How do I work with multiple batches of data in GE?

In Great Expectations, a “Data Asset” is a logical collection of records, potentially split across different “batches.”

Often users mean one of three kinds of actions when they talk about “multibatch” workflows:

  1. Performing an action, such as validation, on batches in serial, for example evaluating each new day’s data against the same expectation suite. We support that use case with a “batch kwargs generator”.

    • Note: we are planning to change several of these names in the near future, including by renaming batch kwargs generators into “data connectors”.
  2. Using a collection of batches to compute statistics, for example to state an expectation about what the expected number of rows in a future single batch might be (building an anomaly detector).

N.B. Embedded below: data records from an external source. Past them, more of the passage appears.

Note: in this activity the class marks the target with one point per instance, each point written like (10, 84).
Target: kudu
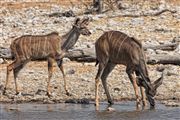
(114, 47)
(48, 47)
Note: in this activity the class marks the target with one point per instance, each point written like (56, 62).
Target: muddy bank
(32, 80)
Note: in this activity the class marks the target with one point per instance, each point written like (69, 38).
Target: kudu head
(81, 26)
(150, 88)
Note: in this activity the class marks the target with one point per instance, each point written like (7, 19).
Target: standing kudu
(115, 47)
(48, 47)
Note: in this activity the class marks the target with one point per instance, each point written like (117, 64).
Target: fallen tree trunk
(88, 55)
(168, 47)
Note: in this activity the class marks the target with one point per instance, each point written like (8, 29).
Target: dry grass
(46, 5)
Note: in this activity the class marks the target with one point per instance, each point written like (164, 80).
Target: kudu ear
(158, 82)
(77, 20)
(85, 21)
(142, 83)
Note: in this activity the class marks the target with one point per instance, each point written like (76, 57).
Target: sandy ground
(32, 79)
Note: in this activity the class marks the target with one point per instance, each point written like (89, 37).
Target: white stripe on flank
(30, 45)
(44, 49)
(37, 49)
(121, 45)
(110, 35)
(21, 47)
(116, 41)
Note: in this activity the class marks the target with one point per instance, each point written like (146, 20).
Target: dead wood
(144, 14)
(167, 47)
(88, 55)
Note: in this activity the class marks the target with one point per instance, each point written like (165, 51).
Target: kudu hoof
(110, 109)
(18, 93)
(49, 95)
(68, 94)
(4, 92)
(110, 102)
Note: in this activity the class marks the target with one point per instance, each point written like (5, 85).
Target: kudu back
(50, 47)
(114, 47)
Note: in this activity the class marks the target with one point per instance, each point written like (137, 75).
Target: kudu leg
(107, 70)
(16, 72)
(144, 102)
(9, 69)
(135, 86)
(50, 71)
(60, 65)
(97, 80)
(16, 67)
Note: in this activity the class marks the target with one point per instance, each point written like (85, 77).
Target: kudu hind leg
(135, 86)
(60, 65)
(107, 70)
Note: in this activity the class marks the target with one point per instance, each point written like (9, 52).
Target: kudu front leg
(97, 80)
(107, 70)
(135, 86)
(60, 65)
(144, 102)
(50, 71)
(9, 69)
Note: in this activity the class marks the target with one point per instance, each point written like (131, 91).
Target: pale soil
(80, 76)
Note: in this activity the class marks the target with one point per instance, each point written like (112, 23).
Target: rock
(71, 71)
(111, 109)
(171, 103)
(160, 68)
(83, 101)
(71, 101)
(41, 92)
(1, 61)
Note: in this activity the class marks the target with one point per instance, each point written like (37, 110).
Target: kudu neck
(70, 39)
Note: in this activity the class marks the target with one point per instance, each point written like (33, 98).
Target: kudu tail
(97, 62)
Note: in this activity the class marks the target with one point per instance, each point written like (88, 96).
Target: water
(124, 111)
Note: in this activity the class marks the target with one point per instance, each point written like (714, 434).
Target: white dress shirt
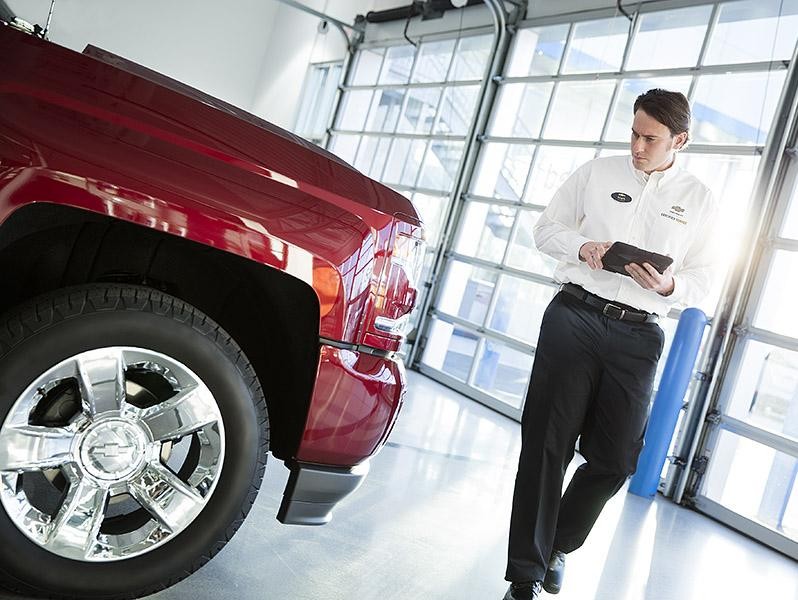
(607, 199)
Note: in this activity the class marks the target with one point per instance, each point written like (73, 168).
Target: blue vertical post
(668, 403)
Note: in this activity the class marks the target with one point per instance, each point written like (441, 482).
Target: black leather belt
(607, 308)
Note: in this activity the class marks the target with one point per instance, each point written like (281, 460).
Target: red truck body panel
(77, 131)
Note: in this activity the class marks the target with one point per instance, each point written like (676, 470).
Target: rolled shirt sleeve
(556, 232)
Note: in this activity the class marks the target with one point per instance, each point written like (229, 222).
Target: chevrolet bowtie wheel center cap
(113, 449)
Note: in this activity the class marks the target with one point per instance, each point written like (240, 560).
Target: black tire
(64, 323)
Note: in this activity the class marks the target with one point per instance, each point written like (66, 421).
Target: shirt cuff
(677, 293)
(573, 248)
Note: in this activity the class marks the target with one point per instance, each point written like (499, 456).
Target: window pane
(457, 109)
(398, 62)
(552, 167)
(440, 165)
(450, 349)
(365, 154)
(470, 59)
(380, 155)
(620, 128)
(385, 109)
(503, 372)
(523, 253)
(597, 46)
(731, 179)
(368, 66)
(755, 481)
(484, 231)
(752, 31)
(431, 209)
(669, 39)
(520, 307)
(579, 110)
(404, 159)
(790, 225)
(433, 61)
(345, 147)
(520, 109)
(537, 51)
(420, 109)
(735, 108)
(502, 170)
(765, 392)
(775, 311)
(354, 108)
(466, 291)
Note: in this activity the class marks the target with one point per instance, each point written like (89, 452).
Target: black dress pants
(592, 377)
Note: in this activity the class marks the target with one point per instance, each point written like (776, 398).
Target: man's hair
(669, 108)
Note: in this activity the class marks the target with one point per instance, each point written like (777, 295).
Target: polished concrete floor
(430, 522)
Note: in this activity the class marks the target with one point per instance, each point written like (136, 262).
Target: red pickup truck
(185, 288)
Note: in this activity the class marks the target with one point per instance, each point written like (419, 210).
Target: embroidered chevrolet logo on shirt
(621, 197)
(676, 214)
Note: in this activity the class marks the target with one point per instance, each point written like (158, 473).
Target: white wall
(251, 53)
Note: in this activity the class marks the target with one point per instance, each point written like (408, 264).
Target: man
(599, 341)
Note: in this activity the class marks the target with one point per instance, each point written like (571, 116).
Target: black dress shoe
(554, 574)
(529, 590)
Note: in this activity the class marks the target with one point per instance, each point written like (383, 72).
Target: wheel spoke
(102, 380)
(77, 524)
(32, 448)
(166, 497)
(188, 411)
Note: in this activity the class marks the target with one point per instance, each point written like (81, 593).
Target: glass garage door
(404, 117)
(566, 96)
(752, 476)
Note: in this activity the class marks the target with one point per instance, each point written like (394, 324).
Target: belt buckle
(620, 314)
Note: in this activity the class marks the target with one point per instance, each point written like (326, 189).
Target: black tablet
(619, 255)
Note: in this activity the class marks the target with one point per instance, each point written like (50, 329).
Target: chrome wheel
(110, 453)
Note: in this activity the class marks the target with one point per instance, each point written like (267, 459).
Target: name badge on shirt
(676, 213)
(621, 197)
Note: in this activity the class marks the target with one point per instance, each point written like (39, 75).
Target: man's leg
(613, 434)
(564, 377)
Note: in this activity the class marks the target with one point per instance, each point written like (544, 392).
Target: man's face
(653, 146)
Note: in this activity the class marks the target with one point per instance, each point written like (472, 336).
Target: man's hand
(591, 253)
(647, 277)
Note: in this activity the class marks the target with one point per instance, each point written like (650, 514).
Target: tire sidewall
(215, 364)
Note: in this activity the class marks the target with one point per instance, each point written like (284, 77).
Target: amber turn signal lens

We call that “BatchLooping”.

    • Great Expectations does not currently have any built-in support for building expectations using batch looping, so to use that functionality you have to manually loop over data yourself using a batch kwargs generator.
  3. Stating expectations about the relationship between multiple batches of data at the same time, such as expecting that the average number of rows in a collection of batches is in some defined range.

  • Great Expectations does not currently support this use case, but we’re planning to build support in the future.

To use a batch kwargs generator with BigQuery, you would create batches by following the guide here: https://docs.greatexpectations.io/en/latest/guides/how_to_guides/creating_batches/how_to_load_a_database_table_view_or_query_result_as_a_batch.html and modifying the query_parameters and the target query to loop over desired days.

Unfortunately, it’s not currently possible to use the QueryBatchKwargsGenerator to identify available partitions, so you would need to know the batches/days you want to loop over externally.

6 Likes